Der Beklagte ist Arzt für plastische und ästhetische Chirurgie und führte im August 2008 bei der Klägerin eine Schlupflidkorrektur mittels eines sog. offenen Stirnlifts durch. Der Eingriff hinterließ eine sichtbare, im Haaransatz befindliche und haarlose Narbe bei der Klägerin. Zunächst führte der Beklagte im November 2009 selbst eine Narbenkorrektur durch, im März 2012 unterzog sich die Klägerin einer weiteren Narbenkorrektur in der Schweiz. Die Klägerin leidet unter einer körperdysmorphen Symptomatik mit Hang zur Autoaggression. Im Rahmen des vor der Operation geführten Aufklärungsgesprächs mit dem Arzt hatte sie die Frage danach, ob sie zu überschießender Narbenbildung neige, bejaht. Aufgrund ihrer psychischen Erkrankung hatte sich die Klägerin in der Vergangenheit bereits eine Vielzahl, teilweise entstellender Narben an Armen, Beinen und Gesäß zugefügt und bereits mehrfach operative Narbenkorrekturen durchführen lassen. Sie befindet sich deswegen seit 2007 in Psychotherapie.

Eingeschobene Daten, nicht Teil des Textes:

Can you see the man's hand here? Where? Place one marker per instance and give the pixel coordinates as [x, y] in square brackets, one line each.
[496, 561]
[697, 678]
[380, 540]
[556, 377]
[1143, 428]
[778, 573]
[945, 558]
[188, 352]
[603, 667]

Ein vorgerichtlich durchgeführtes Gutachterkommissionverfahren kam zu dem Ergebnis, dass die Operation insbesondere aufgrund der Bejahung der Frage nach der überschießenden Narbenbildung bei der Klägerin nicht hätte durchgeführt werden dürfen.

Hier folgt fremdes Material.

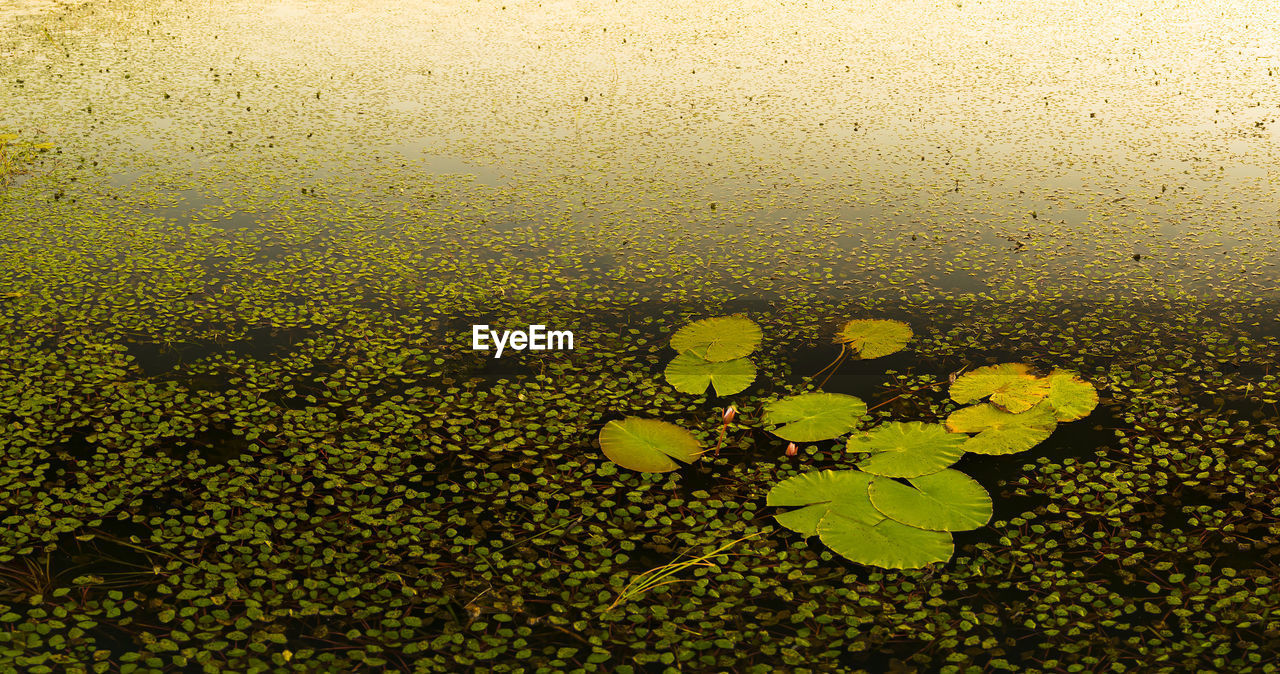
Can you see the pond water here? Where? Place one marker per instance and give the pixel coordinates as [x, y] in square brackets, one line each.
[237, 296]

Eine Kontrolle dieser Antwort durch den beklagten Arzt hätte zur Kontrolle der zahllosen Narben geführt, die bereits beim laienhaften Betrachter ein tieferliegendes psychisches Problem offenbart hätten. Spätestens im Zeitpunkt der Operationsvorbereitung wären dem Beklagten die typischen Anzeichen der bei der Klägerin vorliegenden Autoaggressionserkrankung nicht mehr verborgen geblieben.

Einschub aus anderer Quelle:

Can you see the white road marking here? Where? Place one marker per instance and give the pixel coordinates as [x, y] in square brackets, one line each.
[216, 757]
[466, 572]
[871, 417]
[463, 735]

Zeichen einer solchen Erkrankung würden ohne vorangegangene Abklärung in jedem Fall gegen die Durchführung eines solchen Liftings sprechen.

Das Berufungsgericht hatte dieses Gutachten übergangen, obwohl es in einem klaren Widerspruch zu den Angaben des gerichtlichen Sachverständigen stand. Dieser hatte die Schwere der bei der Klägerin vorliegenden Störung am unteren Ende der Skala eingeordnet. Genauso wenig wurden die Ausführungen des Privatsachverständigen berücksichtigt, der eine schwere strukturelle Störung der Klägerin erkannte. Trotz mehrfacher Hinweise seitens der Klägerin klärte das Berufungsgericht diese Widersprüche unter Verstoß gegen Art. 103 Abs. 1 GG nicht auf.

Mit dieser Entscheidung unterstreicht der BGH einmal mehr den hohen Stellenwert, den medizinische Aufklärungsgespräche vor der Durchführung eines kosmetischen Eingriffs einnehmen. Treten in diesem Gespräch konkrete Anhaltspunkte für eine psychische Erkrankung des Patienten zutage, muss dieser Verdacht vor der Durchführung einer Schönheitsoperation erst durch eine psychologische Untersuchung ausgeräumt werden. Anderenfalls könnte sich der behandelnde Arzt – selbst bei erfolgreich und nach allen Regeln der ärztlichen Kunst durchgeführten Operationen – haftbar machen.